I am interested in running Lucene.NET for an application that runs in Windows clusters. The search problem itself is reasonably small, but the stateless/cluster problem still has to be handled.
I understand that SOLR handles my scenario (and more) but requiring a servlet container (and Java) poses some problems for me. Depending on the complexity of a Lucene.NET based approach it may still be a vial option, though.
My question now is what options I have for handling the problem of running on multiple hosts:
Persist on a shared storage, common for all nodes? Would Lucene.NET handle concurrency transparently? Would servers use RAM for caching, and if so does Lucene.NET handle invalidation of this based on updated files transparently?
Replication? Each server has its own copy of everything it needs. On any update, all servers get a new replica (or diff if this is reasonably simple). Existing tools for this, or up to me to handle?

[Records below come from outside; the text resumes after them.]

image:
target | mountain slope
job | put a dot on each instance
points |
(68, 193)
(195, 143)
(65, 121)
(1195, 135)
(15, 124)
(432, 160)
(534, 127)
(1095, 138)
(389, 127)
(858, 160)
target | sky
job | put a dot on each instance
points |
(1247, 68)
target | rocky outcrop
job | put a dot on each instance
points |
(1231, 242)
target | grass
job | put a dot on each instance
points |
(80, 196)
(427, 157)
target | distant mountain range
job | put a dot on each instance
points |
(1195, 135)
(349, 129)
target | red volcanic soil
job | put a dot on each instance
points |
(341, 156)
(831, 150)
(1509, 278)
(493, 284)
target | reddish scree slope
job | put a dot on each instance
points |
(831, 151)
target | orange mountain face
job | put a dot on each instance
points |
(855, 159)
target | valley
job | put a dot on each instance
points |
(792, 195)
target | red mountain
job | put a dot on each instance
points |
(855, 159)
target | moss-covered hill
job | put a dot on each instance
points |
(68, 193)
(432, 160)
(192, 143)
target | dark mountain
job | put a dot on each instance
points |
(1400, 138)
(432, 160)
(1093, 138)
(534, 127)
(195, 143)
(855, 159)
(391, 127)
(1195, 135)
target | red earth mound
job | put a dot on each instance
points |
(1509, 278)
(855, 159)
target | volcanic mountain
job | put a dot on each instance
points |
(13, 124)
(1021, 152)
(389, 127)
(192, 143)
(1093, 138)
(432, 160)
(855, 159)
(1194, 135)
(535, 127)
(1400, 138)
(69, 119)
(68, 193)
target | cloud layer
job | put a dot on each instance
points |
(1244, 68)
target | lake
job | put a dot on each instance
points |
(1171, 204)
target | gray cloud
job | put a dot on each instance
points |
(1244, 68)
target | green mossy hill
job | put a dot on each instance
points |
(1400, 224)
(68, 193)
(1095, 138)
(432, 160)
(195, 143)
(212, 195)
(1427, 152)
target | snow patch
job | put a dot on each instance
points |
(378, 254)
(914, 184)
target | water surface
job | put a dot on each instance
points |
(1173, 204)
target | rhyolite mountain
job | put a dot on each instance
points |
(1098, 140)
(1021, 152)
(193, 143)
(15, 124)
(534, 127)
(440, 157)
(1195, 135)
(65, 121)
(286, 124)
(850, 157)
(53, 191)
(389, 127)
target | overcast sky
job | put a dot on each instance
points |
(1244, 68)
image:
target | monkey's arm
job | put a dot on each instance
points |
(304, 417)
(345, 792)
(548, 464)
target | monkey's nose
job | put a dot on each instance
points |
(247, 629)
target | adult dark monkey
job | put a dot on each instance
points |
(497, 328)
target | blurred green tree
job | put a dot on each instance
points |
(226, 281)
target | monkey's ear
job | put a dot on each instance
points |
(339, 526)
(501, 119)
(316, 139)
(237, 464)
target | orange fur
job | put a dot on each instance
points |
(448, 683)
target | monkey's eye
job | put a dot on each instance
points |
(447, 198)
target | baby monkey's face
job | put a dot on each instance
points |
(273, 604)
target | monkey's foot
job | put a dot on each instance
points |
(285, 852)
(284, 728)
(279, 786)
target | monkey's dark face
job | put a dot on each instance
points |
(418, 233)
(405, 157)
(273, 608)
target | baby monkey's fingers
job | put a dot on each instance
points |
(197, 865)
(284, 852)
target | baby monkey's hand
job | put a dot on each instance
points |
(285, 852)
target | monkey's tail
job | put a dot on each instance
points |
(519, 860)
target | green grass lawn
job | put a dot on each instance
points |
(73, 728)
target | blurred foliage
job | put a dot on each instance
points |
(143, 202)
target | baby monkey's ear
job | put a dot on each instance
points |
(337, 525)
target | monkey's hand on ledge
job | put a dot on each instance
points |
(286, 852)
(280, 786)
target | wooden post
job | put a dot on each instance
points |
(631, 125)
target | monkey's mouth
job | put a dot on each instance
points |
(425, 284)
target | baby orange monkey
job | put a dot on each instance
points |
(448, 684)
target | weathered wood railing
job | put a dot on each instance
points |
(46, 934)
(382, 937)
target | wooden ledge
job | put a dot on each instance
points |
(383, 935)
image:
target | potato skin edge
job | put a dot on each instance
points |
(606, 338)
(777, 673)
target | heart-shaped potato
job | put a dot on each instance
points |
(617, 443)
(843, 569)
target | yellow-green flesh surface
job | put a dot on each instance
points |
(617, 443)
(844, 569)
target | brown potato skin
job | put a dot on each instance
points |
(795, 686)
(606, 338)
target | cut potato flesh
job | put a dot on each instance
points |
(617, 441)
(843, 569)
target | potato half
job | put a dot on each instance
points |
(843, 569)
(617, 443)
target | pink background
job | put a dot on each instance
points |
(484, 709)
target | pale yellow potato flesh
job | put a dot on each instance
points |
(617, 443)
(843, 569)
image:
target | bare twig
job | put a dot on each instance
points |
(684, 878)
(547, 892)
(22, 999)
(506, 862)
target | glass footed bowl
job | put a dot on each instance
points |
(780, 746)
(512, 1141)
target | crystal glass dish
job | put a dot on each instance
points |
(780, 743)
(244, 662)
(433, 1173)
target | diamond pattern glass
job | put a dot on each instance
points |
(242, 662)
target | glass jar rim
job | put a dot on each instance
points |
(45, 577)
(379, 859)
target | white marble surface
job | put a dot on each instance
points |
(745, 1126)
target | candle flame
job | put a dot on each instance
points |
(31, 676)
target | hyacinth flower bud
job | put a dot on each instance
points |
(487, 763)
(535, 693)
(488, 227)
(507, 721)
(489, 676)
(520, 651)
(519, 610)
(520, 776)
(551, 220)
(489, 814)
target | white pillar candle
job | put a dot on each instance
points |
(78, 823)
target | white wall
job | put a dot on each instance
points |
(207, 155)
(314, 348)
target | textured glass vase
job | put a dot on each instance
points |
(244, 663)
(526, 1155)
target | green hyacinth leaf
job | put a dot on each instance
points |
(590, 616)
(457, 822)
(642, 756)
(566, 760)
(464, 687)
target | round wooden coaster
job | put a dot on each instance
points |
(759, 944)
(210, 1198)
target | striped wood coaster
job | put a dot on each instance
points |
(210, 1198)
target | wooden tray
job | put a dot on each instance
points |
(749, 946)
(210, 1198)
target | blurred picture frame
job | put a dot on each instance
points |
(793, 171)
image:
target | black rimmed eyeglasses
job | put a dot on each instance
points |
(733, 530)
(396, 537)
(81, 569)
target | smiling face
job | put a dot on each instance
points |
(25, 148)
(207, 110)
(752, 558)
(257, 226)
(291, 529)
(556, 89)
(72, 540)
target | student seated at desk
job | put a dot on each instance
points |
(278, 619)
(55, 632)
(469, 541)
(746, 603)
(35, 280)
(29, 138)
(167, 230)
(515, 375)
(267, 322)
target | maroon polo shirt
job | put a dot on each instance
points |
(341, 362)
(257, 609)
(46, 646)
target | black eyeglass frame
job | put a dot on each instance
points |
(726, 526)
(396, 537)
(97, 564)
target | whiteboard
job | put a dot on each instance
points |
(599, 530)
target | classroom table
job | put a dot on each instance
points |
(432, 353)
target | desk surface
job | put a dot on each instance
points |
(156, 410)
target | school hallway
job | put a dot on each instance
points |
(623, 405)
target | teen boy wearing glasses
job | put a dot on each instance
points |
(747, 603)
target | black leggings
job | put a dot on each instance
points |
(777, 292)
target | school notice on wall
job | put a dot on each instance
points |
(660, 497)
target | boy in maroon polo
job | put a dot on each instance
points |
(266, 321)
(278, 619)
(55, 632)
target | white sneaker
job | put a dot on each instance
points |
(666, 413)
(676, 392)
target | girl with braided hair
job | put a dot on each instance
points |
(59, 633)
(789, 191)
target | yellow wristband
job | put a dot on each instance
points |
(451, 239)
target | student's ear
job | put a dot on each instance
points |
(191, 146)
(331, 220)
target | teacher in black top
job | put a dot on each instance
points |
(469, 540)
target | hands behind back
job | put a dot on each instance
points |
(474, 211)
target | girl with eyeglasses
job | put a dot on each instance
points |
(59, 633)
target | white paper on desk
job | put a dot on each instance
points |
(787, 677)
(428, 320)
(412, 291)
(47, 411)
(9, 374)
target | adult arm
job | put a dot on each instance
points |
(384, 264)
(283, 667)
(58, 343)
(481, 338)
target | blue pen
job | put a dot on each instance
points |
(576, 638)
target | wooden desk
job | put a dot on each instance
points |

Workload partitioning/sharding? Each server handles only its own data, both for reads and updates. Tools for handling this, joining partial results etc?
Other options I may have missed in my initial investigation?
When experimenting with a local version, my Lucene directory was in the order of a couple hundred megs. Longer-term I can see 1-5 GB perhaps. If the frequency of updates is a difficulty I can control this fairly flexibly. Concurrent read/search loads are expected to be very moderate.